August 08, 2022

Students interning with Susquehanna’s Freshwater Research Institute spent a portion of their summer in the remote forests of northern Pennsylvania gathering data that will inform future conservation initiatives.

As Matt Wilson, director of the FRI, explained it, he and his students “threw the kitchen sink” at their work — sampling everything from water, sediment, fish and aquatic insects — in an effort to gauge the health of smaller streams in the area.

“We are collecting data this year to better understand how fish communities respond to their in-stream habitat,” Wilson said. “We hope to start using this data in the future for conservation efforts with Trout Unlimited.”

Students who accompanied Wilson remarked the summer’s heat was one of the biggest challenges they faced.

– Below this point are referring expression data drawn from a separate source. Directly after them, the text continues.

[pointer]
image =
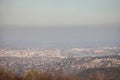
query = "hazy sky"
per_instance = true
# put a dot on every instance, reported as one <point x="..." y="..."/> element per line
<point x="59" y="12"/>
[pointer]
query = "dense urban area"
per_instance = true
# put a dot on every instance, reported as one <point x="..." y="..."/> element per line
<point x="72" y="61"/>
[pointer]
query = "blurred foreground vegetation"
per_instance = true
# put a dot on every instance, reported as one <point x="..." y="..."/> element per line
<point x="90" y="74"/>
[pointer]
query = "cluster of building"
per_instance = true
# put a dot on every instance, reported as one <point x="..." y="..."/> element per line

“I don’t think I was prepared for wearing waders,” admitted Mattie Lawson ’23, an ecology major from Shippensburg, Pennsylvania. “It intensifies the heat by about 10 degrees. When you add a 35-pound backpack, it gets pretty hot.”

The FRI also continued its longstanding work with the Pennsylvania Fish and Boat Commission’s Unassessed Waters Initiative, an effort that allows students to directly impact state policy. Students are assigned streams by the PFBC and sample them for the presence of wild trout, which indicates exceptional water quality and allows the PFBC to afford additional protection in those watersheds.

Gabe Peachy ’23, an ecology major from Belleville, Pennsylvania, hopes to use some of his research into trout to inform his senior capstone project examining the relationship between native brook trout and sculpin, a bottom-dwelling fish trout both eat and compete with for food.

Upon graduation, Peachy will seek a job that will allow him to do more of the work he’s been doing with the FRI this summer.

“If I wasn’t working in a stream every day, I’d probably find myself there enjoying the outdoors in some way,” he said, “With the work I’m doing at the FRI, I’ve been able to combine my love of nature with a career path.”